Can Citizen Governance Redress the Representative Bias of Political Participation?


Peter John is the Hallsworth Chair of Governance in the School of Social Sciences, University of Manchester, where he is a director of the Institute for Political and Economic Governance. He has held posts at Birkbeck College and at the Universities of Southampton and Keele. He has interests in the public policy, urban political, and participation. He is the author of Analyzing Public Policy (1998) and Local Governance in Western Europe (2001). He was codirector of the U.K. Home Office's Civil Renewal Research Programme in 2004–2005.
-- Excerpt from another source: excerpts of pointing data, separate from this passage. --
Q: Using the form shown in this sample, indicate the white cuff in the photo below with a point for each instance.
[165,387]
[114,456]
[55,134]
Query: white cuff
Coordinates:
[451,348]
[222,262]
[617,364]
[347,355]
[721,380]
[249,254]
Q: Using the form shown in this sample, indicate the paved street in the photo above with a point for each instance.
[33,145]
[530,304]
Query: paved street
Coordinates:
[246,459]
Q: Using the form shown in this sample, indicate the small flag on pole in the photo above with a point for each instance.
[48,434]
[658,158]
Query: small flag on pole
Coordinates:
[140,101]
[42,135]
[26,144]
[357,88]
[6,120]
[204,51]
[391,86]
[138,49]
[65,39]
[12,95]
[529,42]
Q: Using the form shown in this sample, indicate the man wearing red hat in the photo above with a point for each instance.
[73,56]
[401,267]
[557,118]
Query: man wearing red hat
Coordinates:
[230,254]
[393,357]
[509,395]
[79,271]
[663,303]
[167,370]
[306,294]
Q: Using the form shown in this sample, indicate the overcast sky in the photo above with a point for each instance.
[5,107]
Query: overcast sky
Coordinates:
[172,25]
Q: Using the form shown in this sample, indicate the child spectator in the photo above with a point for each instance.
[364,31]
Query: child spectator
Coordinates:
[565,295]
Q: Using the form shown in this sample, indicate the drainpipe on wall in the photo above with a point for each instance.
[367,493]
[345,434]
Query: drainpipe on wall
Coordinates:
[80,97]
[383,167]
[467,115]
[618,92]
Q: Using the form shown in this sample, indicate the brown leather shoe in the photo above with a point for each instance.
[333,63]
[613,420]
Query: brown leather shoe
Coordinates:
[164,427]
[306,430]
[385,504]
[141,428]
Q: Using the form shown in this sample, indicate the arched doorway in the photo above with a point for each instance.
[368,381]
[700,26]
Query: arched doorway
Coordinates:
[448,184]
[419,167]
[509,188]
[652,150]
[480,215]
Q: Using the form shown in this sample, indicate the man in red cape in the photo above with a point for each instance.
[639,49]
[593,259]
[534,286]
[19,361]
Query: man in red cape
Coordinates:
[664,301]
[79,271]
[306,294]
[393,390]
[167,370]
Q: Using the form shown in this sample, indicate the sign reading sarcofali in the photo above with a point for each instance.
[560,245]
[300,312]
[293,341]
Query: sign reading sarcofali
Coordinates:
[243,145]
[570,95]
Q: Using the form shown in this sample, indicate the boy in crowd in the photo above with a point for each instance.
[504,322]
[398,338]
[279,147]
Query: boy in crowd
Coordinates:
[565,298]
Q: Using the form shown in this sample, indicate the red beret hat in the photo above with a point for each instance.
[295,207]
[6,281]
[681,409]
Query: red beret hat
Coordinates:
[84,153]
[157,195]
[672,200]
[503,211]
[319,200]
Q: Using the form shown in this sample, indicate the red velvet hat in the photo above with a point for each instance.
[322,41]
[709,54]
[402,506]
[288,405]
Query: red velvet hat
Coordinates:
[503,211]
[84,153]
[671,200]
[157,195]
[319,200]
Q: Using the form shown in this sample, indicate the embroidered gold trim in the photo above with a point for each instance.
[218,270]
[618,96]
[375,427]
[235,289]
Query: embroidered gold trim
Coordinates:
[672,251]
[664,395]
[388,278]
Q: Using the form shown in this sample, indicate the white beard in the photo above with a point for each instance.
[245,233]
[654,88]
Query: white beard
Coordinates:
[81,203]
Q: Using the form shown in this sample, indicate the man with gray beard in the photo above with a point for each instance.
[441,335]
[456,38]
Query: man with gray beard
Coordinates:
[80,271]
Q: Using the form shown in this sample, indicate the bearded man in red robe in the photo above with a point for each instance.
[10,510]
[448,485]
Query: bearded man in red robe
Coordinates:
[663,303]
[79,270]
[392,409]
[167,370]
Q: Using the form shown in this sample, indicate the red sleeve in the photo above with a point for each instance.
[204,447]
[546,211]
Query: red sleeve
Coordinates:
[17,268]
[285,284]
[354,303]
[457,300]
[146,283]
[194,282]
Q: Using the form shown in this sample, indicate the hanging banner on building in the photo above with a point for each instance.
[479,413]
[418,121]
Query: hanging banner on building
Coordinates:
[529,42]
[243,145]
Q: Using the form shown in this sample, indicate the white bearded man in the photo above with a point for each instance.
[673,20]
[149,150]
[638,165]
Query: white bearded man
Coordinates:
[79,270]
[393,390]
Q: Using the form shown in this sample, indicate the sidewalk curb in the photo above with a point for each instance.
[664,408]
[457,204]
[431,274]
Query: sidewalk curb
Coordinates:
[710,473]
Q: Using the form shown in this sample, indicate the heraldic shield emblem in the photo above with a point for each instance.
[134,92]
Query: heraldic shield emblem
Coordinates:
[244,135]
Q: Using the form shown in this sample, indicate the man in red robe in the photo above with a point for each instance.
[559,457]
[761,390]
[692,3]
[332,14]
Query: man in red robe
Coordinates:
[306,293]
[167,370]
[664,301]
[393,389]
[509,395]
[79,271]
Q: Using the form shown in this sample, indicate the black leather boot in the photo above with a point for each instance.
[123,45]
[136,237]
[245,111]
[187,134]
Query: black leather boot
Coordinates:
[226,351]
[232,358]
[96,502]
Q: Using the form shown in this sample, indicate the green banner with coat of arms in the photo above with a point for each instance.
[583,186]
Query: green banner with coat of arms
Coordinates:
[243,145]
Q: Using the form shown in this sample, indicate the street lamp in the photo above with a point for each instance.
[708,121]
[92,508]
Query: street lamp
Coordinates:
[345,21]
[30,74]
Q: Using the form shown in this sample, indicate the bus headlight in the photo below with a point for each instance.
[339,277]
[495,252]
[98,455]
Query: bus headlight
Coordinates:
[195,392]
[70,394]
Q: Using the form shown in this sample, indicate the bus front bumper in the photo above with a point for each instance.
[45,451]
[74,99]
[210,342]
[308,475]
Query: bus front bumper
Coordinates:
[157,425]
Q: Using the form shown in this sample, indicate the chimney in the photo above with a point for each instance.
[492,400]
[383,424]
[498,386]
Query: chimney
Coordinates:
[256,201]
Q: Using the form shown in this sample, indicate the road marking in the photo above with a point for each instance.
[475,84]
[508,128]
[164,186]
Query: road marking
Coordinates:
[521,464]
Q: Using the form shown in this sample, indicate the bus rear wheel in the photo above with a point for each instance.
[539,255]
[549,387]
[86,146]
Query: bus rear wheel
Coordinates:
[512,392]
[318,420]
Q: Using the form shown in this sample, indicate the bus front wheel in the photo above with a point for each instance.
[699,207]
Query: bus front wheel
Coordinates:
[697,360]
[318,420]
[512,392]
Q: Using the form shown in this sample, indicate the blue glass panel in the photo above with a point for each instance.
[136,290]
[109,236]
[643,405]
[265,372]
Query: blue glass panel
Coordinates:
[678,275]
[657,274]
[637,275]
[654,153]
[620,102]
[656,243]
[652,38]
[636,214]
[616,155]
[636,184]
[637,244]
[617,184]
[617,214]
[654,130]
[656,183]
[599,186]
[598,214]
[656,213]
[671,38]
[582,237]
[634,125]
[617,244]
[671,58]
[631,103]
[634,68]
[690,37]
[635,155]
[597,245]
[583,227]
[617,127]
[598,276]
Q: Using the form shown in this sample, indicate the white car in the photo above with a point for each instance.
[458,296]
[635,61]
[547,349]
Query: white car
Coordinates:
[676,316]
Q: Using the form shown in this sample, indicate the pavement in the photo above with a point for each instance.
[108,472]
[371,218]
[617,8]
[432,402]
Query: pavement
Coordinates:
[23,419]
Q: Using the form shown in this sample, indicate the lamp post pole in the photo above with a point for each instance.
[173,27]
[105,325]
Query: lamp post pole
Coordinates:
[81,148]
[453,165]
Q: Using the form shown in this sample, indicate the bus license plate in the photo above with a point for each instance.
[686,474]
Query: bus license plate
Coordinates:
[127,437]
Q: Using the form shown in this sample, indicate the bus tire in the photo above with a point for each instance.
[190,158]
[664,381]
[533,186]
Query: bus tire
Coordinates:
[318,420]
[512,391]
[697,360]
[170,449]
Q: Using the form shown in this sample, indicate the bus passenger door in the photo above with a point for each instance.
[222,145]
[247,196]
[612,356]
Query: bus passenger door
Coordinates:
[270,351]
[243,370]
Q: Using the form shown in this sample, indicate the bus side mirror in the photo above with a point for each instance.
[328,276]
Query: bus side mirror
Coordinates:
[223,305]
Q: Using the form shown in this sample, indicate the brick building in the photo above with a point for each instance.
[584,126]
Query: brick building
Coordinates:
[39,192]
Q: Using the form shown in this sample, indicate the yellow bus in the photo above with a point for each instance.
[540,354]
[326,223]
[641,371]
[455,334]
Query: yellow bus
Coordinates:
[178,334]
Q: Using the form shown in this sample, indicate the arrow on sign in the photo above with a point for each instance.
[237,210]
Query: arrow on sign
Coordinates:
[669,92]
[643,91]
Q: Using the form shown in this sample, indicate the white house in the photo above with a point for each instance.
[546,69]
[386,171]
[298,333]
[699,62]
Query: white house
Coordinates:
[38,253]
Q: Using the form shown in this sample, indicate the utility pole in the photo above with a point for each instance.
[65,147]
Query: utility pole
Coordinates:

Can a more collaborative form of public management correct for the historical link between social and economic status (SES) and political participation? New initiatives to involve the citizen directly in public decision making—citizen governance—aim to include a wider representation of groups in society because they draw from service users and seek to recruit hard-to-reach groups. To test the claim that citizen governance may be more representative than other acts of political participation, this essay reports data from the 2005 English and Welsh Citizenship Survey. Using descriptive statistics and regression analysis, it finds evidence that citizen governance is more representative than civic activities, especially for young people and ethnic minority communities. Policy makers can fine-tune their interventions to reach underrepresented groups without believing the citizen governance is a panacea for long-running biases in civic participation.